All in all, I think a Merit at MSc level is beneficial for career progression, especially within psychology careers.
I have A diploma in sports Massage with merit
My results were 87% and 88%.
So I guess you need to get 90% to get distinction
However, if you must compare, consider this:
Master's pass = 2.1
Master's with Merit: First
Master's with Distinction: Displays scholarly level capability (just as, I would argue, a First at undergraduate shows an understanding of a subject that borders Master's capability.
Completing an intense course in itself is fairly challenging. Pass and merit are quite common at masters level.
My masters (archaeology at Oxford) also doesn't offer a merit - it's either a fail, a pass or a distinction. It's a bit annoying that what is called a merit elsewhere is simply classed as a 'pass' here, but I guess you can stipulate the actual result breakdown in situations where it matters.
There's also the issue that for about 95% of Oxford masters students that's totally irrelevant as it's only applicable to people who do their undergraduate degrees at Oxford, AFAIK.
High Pass 70-74%
‘Leave to continue’ 67%
Borderline Fail 59%
Absolute Fail 58%
After this, they started spreading out the upper range of that scale-- I don't know if that actually represents a different number for the same quality of work, or just encouragement not to squeeze everyone into the same two or three scores. The new scale is:
75 +: Marks of 75 and above indicate work of Distinction level
70-74: Marks of 70 to 74 are awarded for work of high quality, which nevertheless falls below the level required for a Distinction. These marks clearly support leave to continue to the PhD.

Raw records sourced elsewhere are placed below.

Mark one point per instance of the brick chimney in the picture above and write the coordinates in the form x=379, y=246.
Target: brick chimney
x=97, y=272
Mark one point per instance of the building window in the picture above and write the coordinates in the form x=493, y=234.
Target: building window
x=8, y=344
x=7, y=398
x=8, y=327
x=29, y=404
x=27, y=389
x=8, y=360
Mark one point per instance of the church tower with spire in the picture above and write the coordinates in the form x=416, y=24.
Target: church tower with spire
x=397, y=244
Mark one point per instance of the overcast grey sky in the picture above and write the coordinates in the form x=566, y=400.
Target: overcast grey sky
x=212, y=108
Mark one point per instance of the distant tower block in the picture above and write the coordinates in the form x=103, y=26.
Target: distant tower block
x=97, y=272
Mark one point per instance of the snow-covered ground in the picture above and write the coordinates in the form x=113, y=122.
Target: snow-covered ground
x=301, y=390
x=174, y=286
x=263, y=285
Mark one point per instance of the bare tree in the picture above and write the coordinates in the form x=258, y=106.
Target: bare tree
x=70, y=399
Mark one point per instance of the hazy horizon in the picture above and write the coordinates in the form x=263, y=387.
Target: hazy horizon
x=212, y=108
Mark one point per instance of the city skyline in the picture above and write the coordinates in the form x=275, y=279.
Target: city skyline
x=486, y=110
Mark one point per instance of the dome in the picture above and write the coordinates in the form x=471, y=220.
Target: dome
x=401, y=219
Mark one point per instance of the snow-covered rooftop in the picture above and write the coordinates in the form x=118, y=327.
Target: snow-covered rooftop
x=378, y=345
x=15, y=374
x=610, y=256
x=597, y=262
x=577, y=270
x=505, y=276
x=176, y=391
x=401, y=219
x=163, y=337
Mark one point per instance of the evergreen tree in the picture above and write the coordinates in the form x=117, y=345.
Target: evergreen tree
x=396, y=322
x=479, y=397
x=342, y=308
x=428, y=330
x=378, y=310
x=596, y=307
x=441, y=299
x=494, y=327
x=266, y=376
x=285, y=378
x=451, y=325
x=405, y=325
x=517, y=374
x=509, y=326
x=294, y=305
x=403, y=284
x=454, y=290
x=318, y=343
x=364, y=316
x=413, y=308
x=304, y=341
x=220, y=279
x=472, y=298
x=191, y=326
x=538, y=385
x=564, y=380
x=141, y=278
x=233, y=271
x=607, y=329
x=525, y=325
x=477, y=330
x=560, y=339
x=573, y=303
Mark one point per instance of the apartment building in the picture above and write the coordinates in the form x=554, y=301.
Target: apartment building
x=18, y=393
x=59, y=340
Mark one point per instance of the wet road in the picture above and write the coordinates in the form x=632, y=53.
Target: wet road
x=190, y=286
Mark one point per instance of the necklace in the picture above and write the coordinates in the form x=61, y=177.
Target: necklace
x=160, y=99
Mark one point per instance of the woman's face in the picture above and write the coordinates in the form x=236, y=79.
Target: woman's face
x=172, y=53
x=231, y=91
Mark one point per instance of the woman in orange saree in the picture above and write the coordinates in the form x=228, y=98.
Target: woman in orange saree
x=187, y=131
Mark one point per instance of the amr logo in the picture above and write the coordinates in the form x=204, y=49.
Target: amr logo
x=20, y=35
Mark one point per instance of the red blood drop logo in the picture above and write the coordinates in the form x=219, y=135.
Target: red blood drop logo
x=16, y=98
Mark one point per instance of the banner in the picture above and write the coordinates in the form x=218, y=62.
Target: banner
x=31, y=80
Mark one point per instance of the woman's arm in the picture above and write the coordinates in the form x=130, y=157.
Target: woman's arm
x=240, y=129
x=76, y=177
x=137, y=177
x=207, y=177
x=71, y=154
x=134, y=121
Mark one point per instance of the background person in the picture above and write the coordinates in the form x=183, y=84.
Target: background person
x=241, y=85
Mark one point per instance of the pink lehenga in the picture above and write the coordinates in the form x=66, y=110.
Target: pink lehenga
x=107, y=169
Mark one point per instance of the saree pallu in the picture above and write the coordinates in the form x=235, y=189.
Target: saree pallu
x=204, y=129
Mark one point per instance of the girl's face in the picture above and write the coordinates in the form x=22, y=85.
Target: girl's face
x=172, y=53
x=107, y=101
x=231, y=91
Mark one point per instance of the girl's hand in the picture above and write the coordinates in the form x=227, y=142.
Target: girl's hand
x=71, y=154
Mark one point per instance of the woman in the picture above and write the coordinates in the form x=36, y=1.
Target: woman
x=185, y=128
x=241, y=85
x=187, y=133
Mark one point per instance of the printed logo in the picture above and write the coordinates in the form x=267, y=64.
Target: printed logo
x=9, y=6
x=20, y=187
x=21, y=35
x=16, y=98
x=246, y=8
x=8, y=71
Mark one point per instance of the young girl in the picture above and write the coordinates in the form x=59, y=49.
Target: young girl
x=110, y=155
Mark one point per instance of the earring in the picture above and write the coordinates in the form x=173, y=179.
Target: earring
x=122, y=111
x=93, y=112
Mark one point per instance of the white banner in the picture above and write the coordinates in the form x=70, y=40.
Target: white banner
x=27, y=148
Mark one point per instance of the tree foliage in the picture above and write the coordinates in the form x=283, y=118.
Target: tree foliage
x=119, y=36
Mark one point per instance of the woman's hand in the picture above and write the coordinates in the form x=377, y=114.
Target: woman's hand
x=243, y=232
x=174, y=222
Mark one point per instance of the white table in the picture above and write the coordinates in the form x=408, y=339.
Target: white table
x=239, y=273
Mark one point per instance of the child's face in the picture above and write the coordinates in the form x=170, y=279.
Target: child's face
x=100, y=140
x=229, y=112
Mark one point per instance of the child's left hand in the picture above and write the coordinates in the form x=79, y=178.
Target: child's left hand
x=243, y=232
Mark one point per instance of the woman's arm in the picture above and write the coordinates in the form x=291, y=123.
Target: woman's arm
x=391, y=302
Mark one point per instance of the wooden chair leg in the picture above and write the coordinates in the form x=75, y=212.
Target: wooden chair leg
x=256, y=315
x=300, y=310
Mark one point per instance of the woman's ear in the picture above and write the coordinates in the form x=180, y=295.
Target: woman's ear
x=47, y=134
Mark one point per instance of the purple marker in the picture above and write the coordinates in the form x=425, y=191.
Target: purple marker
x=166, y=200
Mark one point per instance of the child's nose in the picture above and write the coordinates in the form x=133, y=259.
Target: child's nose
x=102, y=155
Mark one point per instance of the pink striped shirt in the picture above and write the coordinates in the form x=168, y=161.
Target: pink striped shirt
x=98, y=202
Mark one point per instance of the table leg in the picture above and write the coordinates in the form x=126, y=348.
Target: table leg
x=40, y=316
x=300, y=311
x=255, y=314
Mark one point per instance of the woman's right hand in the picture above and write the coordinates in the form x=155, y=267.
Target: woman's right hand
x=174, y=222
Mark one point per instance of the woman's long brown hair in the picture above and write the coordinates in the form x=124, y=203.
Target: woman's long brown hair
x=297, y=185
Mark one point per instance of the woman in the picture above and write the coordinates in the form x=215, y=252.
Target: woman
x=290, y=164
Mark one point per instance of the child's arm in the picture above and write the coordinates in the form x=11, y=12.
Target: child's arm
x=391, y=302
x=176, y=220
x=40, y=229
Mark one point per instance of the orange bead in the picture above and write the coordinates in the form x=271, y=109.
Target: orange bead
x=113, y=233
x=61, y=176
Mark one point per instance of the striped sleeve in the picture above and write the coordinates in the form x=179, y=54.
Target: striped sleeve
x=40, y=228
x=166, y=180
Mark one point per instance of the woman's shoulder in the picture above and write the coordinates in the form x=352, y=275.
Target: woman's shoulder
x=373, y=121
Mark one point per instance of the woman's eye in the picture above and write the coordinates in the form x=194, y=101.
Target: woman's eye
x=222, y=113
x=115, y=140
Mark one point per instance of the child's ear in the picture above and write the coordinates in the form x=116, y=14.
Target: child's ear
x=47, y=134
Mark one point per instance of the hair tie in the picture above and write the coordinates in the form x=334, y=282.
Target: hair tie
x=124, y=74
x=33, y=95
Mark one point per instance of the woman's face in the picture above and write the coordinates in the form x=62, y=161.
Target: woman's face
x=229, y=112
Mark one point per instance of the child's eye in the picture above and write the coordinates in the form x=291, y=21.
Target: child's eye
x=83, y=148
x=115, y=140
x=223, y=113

67-69: Marks of 67 to 69 are strong marks which will help the candidate securely to pass the course but will normally exclude leave to continue to the PhD. [BIG difference from my year. I don't know if an old 67 paper would get a 70 now, or if they're just lifting the entrance ladder just a bit higher.]
63-66: Marks of 63 to 66 are solid but medium-range marks.
60-62: Marks of 60 to 62 are weak pass marks.
And then the marginal and outright fails as above.
Oxford's internet-based application asks whether I got a P, M, or D-- and strictly speaking, I got none of those. If I were to translate Cantab-speak to Oxonian, however, I might be able to say "D", since the Oxford scheme in a similar degree is meritless:
But that would only cause problems, so I'm going with "other" and the actual numerical marks.